MODULE 3 OF 15

Scheduling Mastery

Master cron expressions, execution dates, incremental processing, and backfilling!

What is Scheduling?

Scheduling means running your DAGs automatically at fixed intervals, without you having to click "Trigger DAG" every time. Instead of manual runs, Airflow's scheduler decides when each DAG should run based on the schedule you define.

Explain Like I'm 5

Imagine you have a pet hamster that needs feeding every morning at 8am. You could wake up every day and feed it yourself — or you could set an alarm clock. The alarm schedules the feeding for you automatically!

Airflow scheduling is like that alarm clock — you tell it "run this pipeline every day at midnight" or "every hour" and it wakes up and runs your DAG at the right time, every time.

Real-World Example

A company tracks user events (clicks, sign-ups, purchases) in a database. Every day at 6am, they need a pipeline to process yesterday's events, aggregate them, and update their analytics dashboard. Without scheduling, someone would have to log in at 6am every single day. With Airflow scheduling, the DAG runs automatically at 6am every day — no human needed!

schedule_interval / schedule Parameter

In your DAG definition, you specify when the DAG runs using either schedule_interval (older Airflow) or schedule (Airflow 2.2+). They do the same thing!

Naming Change

schedule_interval was deprecated in favor of schedule. Use schedule in new DAGs. Both work, but schedule is the modern choice.

You can use three types of schedules:

  • Presets — Simple words like @daily, @weekly
  • Cron expressions — Flexible like 0 9 * * MON (every Monday at 9am)
  • timedelta — Python intervals like timedelta(hours=3)

Airflow Presets

Airflow provides convenient preset strings for common schedules. No need to learn cron syntax for these!

PresetMeaningEquivalent Cron
@onceRun once (no automatic repeats)N/A
@hourlyEvery hour at minute 00 * * * *
@dailyEvery day at midnight (00:00)0 0 * * *
@weeklyEvery Sunday at midnight0 0 * * 0
@monthlyFirst day of every month at midnight0 0 1 * *
@yearlyJanuary 1st at midnight0 0 1 1 *

When to Use Presets

Use presets when your schedule matches exactly. Need "every Monday at 9am"? Presets won't help — you'll need a cron expression!

Cron Expressions — Deep Dive

A cron expression has 5 fields separated by spaces. Each field controls one part of the schedule:

Cron Format: 5 Fields

minute   hour   day-of-month   month   day-of-week

0        9       *           *      MON

(every Monday at 9:00 AM)

FieldValid ValuesExample
minute0–590 = at :00, 30 = at :30
hour0–239 = 9am, 0 = midnight
day-of-month1–311 = 1st, 15 = 15th
month1–12 or JAN–DEC1 = Jan, 12 = Dec
day-of-week0–7 (0 and 7 = Sunday) or MON–SUNMON = Monday, 5 = Friday

Special Characters

  • * (wildcard) — Every value. * in minute = every minute
  • 1-5 (range) — From 1 to 5 inclusive
  • */15 (step) — Every 15 units. */15 in minute = every 15 minutes
  • 1,15,30 (list) — Only 1, 15, and 30

Cron Examples

ExpressionMeaning
0 * * * *Every hour (at minute 0)
0 0 * * *Every day at midnight
0 9 * * MONEvery Monday at 9am
*/15 * * * *Every 15 minutes
0 0 1 * *First day of every month at midnight

Execution Dates Explained (The Tricky Part!)

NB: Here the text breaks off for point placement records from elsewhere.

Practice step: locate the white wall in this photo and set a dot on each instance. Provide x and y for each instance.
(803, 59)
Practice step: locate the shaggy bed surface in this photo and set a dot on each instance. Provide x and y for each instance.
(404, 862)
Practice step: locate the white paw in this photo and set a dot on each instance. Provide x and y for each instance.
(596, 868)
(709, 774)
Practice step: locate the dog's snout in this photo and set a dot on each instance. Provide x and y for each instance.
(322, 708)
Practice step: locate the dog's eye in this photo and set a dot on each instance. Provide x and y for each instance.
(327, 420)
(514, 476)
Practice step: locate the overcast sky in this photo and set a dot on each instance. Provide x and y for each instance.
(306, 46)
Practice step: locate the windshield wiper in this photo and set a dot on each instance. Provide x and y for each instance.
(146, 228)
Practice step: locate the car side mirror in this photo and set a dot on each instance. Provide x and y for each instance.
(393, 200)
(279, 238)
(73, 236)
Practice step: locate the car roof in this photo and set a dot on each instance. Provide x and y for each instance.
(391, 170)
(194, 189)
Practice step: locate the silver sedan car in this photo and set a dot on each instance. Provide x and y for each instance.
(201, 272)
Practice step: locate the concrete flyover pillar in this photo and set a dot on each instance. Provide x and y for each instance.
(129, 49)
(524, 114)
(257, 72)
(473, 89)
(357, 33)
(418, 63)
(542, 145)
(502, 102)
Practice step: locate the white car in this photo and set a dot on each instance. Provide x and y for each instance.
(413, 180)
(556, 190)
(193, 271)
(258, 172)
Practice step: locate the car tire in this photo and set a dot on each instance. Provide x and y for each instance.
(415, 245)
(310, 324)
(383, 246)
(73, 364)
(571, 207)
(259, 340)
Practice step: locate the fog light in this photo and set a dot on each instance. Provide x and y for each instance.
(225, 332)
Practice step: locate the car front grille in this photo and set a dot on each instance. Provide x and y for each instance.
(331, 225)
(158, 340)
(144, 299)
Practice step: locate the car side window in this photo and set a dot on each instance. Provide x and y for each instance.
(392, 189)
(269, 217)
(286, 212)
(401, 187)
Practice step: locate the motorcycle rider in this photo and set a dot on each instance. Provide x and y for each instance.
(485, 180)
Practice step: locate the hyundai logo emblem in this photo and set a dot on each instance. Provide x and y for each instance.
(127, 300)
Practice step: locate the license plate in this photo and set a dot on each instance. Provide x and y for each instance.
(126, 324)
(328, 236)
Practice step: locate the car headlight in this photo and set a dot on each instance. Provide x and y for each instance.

This is the most confusing part of Airflow! Once you get it, everything clicks. Let's break it down.

The Restaurant Analogy

Imagine you run a restaurant. Every day, you "close the books" for the previous day. On Tuesday morning, you review Monday's sales. You're not reviewing Tuesday's data — Tuesday isn't over yet! You're reviewing the data for the period that just ended (Monday).

Airflow works the same way. A DAG run that starts on Tuesday at 6am is processing Monday's data. The "execution date" (logical_date) points to the beginning of that data period — midnight Monday — even though the run actually happens on Tuesday.

Key Terms

  • logical_date (formerly execution_date) — The start of the data interval. For a daily DAG, it's midnight of the day whose data you're processing.
  • data_interval_start — Same as logical_date. Start of the period.
  • data_interval_end — End of the period. For daily, it's midnight of the next day.

Critical Insight

A DAG run for a period STARTS at the END of that period. You process Monday's data when Monday is over — i.e., on Tuesday. The logical_date = Monday 00:00 (start of Monday), even though you actually run on Tuesday.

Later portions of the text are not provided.